Sept. 10 (Bloomberg) -- TransCanada Corp., the country’s second-biggest pipeline operator, said its proposed crude oil conduit to the Atlantic Coast from Western Canada (CWB) will generate a C$35 billion ($34 billion) boost to the economy during its construction and operation.
More than 10,000 full-time jobs will be created during construction and the project will support an additional 1,000 permanent posts once it begins service, TransCanada said today in a statement, citing a study it commissioned from Deloitte & Touche LLP. It will also deliver an extra C$10 billion in tax revenue.
The C$12 billion Energy East project, announced Aug. 1, would have a capacity of 1.1 million barrels a day and be in service by the end of 2017 for deliveries to Quebec and to New Brunswick in 2018. It involves converting part of a 3,000 kilometer (1,864 mile) natural gas pipeline and building 1,400 kilometers of new pipeline.

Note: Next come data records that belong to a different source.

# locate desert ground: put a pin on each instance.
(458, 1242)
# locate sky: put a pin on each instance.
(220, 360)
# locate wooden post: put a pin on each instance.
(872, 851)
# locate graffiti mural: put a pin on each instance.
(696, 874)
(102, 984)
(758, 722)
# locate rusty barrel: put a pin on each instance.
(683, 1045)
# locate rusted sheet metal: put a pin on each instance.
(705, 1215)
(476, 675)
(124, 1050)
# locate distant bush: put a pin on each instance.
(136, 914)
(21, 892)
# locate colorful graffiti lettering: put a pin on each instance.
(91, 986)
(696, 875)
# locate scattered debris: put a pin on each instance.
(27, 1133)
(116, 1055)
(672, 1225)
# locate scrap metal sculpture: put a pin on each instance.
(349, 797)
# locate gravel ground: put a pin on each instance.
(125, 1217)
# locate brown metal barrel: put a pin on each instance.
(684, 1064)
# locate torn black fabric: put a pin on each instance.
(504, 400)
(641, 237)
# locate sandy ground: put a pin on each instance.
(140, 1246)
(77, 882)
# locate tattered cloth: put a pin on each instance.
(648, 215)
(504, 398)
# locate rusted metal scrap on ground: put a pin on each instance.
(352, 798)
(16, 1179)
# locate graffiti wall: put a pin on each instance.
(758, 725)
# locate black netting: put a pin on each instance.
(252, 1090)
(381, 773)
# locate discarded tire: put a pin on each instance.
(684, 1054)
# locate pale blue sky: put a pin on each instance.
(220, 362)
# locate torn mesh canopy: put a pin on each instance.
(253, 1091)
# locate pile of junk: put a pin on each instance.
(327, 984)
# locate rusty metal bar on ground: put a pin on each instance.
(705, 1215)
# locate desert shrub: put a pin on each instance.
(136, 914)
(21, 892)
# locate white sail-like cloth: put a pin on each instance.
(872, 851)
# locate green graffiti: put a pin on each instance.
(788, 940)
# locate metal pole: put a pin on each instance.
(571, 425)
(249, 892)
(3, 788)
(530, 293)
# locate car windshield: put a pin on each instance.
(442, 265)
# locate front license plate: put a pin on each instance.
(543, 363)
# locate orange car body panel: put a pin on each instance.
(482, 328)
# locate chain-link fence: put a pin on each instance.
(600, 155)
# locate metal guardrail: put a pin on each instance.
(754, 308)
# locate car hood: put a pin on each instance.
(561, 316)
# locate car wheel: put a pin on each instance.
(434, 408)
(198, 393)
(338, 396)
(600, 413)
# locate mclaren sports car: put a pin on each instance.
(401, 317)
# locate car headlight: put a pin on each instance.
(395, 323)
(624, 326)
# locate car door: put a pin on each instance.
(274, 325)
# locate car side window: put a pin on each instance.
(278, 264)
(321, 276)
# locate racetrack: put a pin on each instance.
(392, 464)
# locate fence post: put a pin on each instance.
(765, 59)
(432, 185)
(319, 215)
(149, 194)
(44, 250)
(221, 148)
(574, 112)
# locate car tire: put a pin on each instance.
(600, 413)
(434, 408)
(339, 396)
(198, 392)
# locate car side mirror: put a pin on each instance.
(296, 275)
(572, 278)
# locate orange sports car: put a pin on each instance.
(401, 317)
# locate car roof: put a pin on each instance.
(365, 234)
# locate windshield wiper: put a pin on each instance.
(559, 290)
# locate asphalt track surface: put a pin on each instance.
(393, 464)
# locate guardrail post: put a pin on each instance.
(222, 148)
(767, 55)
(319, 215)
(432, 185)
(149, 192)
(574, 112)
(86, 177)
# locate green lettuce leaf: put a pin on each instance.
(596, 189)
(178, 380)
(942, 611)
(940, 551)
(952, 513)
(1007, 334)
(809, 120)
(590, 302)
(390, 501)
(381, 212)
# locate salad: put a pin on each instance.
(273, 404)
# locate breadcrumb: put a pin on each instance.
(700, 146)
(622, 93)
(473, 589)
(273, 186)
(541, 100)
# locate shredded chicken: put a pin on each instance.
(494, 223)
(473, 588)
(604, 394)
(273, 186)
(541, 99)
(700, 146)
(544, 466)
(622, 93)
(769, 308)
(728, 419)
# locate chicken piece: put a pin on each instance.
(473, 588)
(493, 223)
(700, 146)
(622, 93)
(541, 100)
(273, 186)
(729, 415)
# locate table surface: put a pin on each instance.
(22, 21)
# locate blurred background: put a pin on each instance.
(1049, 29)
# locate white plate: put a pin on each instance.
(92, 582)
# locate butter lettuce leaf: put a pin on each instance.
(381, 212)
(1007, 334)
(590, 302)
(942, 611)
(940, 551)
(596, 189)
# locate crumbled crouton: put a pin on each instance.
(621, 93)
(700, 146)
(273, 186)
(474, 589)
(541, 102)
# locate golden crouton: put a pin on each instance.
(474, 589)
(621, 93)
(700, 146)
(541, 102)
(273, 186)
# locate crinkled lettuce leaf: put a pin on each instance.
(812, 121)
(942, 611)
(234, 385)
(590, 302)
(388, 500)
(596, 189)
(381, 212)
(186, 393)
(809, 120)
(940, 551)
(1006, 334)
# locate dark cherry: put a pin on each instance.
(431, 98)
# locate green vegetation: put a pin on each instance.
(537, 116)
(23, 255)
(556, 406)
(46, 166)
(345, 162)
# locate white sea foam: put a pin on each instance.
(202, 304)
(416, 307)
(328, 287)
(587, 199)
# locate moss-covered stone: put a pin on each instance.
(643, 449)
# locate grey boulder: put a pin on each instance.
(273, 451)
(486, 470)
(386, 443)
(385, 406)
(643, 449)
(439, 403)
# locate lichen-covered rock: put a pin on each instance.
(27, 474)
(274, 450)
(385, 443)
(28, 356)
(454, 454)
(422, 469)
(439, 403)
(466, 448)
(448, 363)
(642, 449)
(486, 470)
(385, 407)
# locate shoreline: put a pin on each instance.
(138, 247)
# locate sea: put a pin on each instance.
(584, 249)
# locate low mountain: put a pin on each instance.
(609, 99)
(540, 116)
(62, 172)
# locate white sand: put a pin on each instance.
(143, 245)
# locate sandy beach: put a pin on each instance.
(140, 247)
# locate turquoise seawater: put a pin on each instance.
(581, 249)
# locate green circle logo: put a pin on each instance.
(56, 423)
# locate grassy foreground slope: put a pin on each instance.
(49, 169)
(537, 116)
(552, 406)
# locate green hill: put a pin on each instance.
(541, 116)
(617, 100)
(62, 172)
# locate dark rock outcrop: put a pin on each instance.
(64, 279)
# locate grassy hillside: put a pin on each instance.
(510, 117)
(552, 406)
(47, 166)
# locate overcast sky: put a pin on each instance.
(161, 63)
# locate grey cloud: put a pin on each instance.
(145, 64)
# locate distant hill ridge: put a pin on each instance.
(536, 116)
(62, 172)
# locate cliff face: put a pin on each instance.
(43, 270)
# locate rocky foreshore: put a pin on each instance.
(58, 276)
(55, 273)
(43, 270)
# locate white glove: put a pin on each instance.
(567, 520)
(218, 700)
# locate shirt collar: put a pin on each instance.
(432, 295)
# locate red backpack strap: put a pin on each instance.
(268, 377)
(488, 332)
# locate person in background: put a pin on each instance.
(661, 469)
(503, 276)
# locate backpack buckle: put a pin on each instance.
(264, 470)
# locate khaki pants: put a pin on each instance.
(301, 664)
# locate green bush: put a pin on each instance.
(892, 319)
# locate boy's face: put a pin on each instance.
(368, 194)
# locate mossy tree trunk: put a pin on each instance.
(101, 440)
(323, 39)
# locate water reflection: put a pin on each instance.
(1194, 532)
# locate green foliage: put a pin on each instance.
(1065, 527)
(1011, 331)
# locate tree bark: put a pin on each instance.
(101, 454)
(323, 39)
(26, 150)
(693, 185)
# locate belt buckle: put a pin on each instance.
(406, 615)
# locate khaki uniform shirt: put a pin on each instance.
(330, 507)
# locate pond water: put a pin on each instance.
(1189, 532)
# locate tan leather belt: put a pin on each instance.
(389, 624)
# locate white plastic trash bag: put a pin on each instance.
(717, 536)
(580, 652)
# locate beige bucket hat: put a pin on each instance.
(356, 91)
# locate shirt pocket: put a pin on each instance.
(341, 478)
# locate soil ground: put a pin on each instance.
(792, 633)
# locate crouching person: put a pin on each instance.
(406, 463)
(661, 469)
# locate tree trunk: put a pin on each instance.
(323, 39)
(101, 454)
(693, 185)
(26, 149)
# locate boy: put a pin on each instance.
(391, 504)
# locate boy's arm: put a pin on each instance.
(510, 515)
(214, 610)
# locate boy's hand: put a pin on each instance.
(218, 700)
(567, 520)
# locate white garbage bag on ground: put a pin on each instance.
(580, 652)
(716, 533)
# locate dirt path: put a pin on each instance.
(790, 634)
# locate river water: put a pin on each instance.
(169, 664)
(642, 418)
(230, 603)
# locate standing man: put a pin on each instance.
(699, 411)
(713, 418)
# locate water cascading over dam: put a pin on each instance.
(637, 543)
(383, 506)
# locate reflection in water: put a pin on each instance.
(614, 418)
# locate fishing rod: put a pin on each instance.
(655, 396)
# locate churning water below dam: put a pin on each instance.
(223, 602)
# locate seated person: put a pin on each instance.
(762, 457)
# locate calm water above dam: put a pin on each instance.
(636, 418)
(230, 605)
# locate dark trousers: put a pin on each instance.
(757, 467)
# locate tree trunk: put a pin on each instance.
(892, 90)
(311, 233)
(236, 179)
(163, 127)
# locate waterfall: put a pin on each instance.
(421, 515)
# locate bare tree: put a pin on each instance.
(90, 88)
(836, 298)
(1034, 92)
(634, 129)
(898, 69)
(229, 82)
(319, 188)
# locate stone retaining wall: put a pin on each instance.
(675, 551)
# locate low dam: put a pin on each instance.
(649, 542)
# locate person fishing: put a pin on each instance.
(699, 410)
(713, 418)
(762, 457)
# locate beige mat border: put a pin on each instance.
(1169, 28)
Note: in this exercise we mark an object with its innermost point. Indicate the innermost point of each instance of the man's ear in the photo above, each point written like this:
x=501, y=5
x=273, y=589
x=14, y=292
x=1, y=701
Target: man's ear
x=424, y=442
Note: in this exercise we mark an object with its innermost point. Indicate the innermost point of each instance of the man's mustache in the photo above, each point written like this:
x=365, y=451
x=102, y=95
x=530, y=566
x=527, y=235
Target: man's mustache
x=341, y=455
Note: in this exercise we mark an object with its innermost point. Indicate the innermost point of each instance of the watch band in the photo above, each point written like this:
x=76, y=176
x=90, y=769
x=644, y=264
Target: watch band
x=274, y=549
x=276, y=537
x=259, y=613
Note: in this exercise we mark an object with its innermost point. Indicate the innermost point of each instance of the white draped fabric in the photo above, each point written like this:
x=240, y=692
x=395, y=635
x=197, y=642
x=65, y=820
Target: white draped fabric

The project is separate from TransCanada’s proposed $5.3 billion Keystone XL pipeline to the Gulf of Mexico. Approval is pending from the U.S. government.
The Council of Canadians said last month the project would endanger waterways, citing oil spills caused by other pipeline operators. Enbridge Inc. (ENB) spilled 20,000 barrels of oil into the Kalamazoo River in Michigan in 2010 and Exxon Mobil Corp.’s Pegasus pipeline ruptured in March, sending 5,000 barrels of oil flowing through streets in Mayflower, Arkansas.
Enbridge Inc., also based in Calgary, is Canada’s largest pipeline operator by sales.